計画研究
これまでの研究で、後周期元素とπ電子系の組み合わせを利用した新たな元素ブロックの合成に取り組み、その物性を明らかにするとともに、材料へのアプローチを検討してきた。今年度は、以下のような検討を行った。1.ジチエノゲルモール(DTG)は、代表者らが独自に開発した元素ブロックであるが、これをポリチオフェン主鎖に導入し、物性およびトランジスタ特性に及ぼす影響を検討した。これにより、DTG骨格の導入がポリマー主鎖間の相互作用を促進し、トランジスタ特性に有効なキャリアのホッピングを改善することが分かった。また、DTGのゲルマニウム上に塩素基を有するDTGClを昨年度合成したが、この重合によりポリゲルマンに導いた。ポリマー主鎖上でのDTGのπースタッキングやσ-共役、σ-π共役などが確認され、マルチ共役系として興味がもたれることも明らかにした。DTGClのゾルゲル反応によって、多孔性のポリシルセスキオキサンに分散させることにも成功し、これらの薄膜のニトロ芳香族のセンシング機能を明らかにした。2.フラン環が縮環したジフラノゲルモール、ジフラノシロールおよびフラノチエノゲルモールを初めて合成することに成功した。

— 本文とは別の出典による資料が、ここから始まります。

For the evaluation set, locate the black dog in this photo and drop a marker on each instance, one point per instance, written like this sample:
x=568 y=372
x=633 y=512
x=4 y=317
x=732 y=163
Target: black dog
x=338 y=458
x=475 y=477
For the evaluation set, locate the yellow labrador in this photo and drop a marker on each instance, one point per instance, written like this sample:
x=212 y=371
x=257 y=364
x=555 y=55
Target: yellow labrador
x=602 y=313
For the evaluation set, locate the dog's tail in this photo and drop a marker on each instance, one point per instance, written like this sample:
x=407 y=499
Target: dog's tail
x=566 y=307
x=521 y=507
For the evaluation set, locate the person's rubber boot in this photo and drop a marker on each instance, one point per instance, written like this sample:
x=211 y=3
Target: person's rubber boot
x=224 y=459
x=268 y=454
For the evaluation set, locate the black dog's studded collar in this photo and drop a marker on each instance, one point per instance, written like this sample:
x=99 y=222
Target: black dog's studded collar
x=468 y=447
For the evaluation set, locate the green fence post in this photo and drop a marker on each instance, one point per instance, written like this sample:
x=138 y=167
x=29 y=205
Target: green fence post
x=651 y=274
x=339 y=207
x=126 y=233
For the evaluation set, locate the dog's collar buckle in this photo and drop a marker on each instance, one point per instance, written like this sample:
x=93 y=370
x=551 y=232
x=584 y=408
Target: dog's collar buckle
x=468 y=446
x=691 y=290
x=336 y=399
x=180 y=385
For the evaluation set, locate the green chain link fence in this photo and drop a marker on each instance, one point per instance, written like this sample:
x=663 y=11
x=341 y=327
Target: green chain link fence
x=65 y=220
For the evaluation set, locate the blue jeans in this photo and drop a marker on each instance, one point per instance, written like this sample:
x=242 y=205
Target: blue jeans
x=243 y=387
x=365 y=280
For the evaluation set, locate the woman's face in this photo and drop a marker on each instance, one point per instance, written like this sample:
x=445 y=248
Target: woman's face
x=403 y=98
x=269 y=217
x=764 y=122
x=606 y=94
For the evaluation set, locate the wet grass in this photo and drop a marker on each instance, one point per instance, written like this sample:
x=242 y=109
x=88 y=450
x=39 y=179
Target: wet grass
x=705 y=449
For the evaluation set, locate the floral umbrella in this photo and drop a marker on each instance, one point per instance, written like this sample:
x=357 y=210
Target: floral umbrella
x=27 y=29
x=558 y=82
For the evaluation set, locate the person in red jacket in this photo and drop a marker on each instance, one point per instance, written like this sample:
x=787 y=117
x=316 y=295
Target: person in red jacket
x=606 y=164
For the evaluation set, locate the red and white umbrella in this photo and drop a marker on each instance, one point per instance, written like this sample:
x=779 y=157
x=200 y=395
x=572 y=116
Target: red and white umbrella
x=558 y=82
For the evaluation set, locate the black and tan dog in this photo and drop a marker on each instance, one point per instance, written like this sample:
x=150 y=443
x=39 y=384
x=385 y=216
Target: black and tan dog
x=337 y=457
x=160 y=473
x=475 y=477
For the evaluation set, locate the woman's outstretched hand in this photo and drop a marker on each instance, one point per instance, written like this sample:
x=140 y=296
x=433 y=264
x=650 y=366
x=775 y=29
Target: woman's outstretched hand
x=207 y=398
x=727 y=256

これらは、類似のチオフェン誘導体に比べて、高いHOMOとLUMOを有し、チオフェンの硫黄原子を1つずつ酸素に置き換えることで、これらの電子系の電子状態を段階的に制御できることを見出した。3.新しい元素ブロックとして、カゴ状のオリゴゲルマセスキオキサンを検討し、これがケイ素誘導体よりも低いLUMOを有すること、光励起電子移動の電子アクセプターユニットとして機能することを見出した。4.スピロ(ジピリジノゲルモール)(ジチエノゲルモール)が一重項酸素発生の光増感色素として利用できることを見出した。以上の結果は、新規な元素ブロックの設計と合成、機能に関する知見を与えるものと考えられる。
28年度が最終年度であるため、記入しない。